The governor, who said there must be a stop to the killing of innocent people and their means of livelihood being taken away, added that 10,000 cattle could not compensate for the life of human being lost to conflict between herdsmen and local farmers.

‎”We have a right to life and to survive and holding things for our survival especially peasant farmers, whose means of livelihood are taken away by cattle feeding on their crops.‎ If a man is helpless and is depending on peasant farming and the gains of the farming are taken away in a jiffy, that is condemnable.‎

“I’m going to stand in the gap to bring to a permanent end, the situation whereby some people take away the means of livelihood of others.

“It is only when you have peace that your business can be peaceful. Police can only do a bit if they have information.

“We have taken it upon ourselves to champion this course of grazing control because no responsible leader will sit back and watch when his people are being killed, their wives and daughters being raped and their sources of livelihood being destroyed under the guise of cattle rearing.

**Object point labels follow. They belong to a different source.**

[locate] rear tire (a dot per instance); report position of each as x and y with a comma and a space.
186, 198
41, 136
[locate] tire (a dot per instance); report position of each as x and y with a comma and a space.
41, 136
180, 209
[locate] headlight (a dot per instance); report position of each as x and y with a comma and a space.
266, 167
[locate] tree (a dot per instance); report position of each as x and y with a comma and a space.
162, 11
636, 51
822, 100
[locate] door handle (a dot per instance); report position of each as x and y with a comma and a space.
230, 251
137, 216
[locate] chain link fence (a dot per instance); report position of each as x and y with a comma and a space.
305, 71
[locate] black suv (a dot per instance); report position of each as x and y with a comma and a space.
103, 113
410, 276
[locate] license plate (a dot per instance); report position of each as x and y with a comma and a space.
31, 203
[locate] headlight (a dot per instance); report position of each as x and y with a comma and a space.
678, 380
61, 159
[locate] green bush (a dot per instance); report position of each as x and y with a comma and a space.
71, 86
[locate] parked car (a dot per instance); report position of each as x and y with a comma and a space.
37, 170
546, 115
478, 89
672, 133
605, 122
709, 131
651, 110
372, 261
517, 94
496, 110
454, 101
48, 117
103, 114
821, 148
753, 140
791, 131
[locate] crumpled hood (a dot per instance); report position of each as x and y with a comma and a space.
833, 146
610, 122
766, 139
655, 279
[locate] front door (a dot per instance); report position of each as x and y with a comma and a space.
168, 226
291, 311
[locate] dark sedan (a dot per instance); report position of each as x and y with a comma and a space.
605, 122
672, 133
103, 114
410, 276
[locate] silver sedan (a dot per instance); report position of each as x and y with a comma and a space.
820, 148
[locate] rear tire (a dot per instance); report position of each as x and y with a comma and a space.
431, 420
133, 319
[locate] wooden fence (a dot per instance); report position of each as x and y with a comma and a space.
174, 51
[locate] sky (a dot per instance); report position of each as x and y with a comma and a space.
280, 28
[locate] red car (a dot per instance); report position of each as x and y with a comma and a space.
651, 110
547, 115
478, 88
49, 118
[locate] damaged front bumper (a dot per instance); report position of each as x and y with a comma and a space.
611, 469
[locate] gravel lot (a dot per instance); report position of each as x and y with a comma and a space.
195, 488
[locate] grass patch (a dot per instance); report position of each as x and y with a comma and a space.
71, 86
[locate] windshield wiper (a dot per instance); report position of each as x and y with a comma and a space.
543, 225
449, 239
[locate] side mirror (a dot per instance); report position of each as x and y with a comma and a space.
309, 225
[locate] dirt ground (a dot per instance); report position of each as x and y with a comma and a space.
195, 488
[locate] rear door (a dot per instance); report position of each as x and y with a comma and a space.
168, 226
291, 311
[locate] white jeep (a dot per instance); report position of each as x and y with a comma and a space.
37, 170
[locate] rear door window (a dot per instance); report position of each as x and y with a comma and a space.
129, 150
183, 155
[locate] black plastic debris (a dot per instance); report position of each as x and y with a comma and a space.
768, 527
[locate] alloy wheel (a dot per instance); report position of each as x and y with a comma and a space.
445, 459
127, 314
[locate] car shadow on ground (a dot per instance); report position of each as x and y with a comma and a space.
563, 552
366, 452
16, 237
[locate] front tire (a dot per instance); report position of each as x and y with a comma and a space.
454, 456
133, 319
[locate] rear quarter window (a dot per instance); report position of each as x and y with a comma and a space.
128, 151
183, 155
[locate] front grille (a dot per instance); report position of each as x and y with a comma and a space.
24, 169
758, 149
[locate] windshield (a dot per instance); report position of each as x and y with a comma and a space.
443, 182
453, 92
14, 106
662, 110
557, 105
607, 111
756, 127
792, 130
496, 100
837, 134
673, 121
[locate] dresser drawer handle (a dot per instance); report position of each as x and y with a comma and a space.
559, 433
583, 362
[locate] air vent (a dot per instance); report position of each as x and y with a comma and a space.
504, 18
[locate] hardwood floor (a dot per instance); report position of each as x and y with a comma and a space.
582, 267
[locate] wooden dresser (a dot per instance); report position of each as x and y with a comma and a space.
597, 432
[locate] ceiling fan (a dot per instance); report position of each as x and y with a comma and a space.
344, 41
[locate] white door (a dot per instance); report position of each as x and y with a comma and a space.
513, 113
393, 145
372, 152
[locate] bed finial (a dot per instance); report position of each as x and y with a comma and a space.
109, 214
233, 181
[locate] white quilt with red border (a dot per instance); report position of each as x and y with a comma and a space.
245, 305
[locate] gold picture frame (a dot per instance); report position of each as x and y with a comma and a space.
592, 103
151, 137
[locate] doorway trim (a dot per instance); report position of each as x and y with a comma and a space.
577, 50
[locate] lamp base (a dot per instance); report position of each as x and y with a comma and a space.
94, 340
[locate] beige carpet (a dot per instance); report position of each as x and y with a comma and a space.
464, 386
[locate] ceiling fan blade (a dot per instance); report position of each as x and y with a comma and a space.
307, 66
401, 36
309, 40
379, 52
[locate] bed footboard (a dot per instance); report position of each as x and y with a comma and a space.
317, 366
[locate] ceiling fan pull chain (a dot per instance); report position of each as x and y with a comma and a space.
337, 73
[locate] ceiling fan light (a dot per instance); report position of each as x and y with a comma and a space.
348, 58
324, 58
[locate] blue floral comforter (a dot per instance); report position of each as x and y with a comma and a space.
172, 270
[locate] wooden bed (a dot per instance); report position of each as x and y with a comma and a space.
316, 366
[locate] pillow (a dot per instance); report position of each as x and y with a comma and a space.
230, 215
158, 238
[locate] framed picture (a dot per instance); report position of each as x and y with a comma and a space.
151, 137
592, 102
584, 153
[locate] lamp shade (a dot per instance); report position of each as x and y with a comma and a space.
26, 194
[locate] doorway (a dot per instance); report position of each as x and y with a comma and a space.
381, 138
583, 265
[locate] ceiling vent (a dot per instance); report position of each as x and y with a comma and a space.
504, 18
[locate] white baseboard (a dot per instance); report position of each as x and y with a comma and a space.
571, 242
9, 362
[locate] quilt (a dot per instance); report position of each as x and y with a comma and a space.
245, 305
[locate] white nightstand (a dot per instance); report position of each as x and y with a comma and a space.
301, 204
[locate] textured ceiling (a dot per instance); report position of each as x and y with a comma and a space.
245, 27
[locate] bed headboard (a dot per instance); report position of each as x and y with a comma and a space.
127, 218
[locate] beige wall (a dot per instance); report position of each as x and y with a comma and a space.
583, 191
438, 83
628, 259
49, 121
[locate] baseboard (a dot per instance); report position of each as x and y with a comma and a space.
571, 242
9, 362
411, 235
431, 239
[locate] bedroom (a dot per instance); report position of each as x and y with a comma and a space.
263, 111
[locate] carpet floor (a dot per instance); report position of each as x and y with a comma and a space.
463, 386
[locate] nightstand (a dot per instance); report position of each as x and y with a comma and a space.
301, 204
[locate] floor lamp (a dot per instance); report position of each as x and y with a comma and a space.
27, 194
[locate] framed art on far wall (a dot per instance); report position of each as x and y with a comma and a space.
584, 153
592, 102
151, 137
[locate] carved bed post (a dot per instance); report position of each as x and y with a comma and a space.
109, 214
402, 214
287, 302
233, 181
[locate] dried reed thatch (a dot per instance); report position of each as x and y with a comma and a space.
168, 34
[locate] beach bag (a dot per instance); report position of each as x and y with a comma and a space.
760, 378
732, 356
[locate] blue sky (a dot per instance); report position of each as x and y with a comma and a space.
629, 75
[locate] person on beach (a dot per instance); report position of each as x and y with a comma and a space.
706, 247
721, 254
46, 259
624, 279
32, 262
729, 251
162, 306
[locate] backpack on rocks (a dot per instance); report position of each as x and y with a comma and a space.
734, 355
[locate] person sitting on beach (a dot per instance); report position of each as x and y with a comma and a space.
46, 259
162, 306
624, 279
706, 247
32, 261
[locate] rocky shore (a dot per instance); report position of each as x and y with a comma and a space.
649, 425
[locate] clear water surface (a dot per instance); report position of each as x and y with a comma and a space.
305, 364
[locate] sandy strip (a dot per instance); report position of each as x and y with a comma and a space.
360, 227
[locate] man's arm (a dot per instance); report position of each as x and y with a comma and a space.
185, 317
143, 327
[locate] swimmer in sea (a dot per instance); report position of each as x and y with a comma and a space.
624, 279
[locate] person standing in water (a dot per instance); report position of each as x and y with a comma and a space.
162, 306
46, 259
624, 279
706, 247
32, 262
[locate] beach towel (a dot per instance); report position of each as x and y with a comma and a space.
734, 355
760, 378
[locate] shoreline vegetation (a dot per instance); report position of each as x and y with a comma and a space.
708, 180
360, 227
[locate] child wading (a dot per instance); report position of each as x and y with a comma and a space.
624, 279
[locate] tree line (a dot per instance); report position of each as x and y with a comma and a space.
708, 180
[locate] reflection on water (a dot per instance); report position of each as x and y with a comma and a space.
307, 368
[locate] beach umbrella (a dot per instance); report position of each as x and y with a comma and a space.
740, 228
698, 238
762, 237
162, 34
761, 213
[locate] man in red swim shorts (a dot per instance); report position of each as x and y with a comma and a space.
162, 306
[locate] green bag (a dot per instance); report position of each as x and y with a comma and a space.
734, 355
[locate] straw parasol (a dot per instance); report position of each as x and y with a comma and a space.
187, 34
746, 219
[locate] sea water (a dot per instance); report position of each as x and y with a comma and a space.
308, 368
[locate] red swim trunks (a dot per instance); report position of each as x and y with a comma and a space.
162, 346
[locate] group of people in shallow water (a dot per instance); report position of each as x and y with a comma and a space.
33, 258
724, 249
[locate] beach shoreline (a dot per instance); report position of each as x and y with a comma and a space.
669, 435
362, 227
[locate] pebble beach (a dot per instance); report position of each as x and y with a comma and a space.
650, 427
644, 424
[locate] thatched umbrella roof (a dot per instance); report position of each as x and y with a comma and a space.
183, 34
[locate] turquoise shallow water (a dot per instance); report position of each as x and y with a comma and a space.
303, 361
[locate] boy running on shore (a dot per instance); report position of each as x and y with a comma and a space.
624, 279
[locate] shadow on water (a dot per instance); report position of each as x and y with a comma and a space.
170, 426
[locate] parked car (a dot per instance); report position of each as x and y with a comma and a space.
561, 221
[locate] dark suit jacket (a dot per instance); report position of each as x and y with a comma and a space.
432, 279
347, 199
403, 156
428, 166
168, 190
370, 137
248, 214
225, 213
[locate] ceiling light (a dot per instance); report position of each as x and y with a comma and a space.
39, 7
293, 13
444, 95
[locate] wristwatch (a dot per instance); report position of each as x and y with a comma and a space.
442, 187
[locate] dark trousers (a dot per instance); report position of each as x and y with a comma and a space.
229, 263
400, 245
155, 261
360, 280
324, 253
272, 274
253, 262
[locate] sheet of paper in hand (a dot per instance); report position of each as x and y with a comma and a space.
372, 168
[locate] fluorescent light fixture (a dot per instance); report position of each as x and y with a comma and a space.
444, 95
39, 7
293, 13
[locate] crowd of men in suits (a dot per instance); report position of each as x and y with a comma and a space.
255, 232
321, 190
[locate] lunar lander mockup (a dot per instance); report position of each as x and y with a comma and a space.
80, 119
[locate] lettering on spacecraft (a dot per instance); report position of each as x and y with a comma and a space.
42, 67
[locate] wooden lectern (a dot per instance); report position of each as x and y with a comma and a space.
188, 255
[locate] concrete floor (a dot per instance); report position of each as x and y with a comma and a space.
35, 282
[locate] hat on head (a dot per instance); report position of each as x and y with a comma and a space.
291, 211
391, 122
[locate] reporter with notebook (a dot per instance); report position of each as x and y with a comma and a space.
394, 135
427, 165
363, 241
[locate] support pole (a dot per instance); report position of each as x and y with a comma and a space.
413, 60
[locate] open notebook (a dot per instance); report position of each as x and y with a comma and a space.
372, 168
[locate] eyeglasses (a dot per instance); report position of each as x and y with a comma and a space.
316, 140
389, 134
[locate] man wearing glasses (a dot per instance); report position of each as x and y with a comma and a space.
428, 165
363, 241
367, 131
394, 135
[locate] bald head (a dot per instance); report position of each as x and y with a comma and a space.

“Some people go as far as grazing in the night when farmers are no longer in their farms.‎ Any cattle found grazing after the time stipulated by the law will be confiscated by the government. Such cattle will be slaughtered on the spot ‎and shared to people as part of our Stomach Infrastructure programme,” he said.

The governor warned the marshals against going beyond their mandate.

“This is not an opportunity to harass or intimidate innocent people. You are to enforce the law and not to break it. Anybody found going beyond his bounds would be dealt with accordingly,” he stressed.

In her opening remarks, the Secretary to the State Government, Mrs Modupe Alade, said the law had helped in curbing incessant attacks on local farmers by herdsmen and feasting on crops by cattle.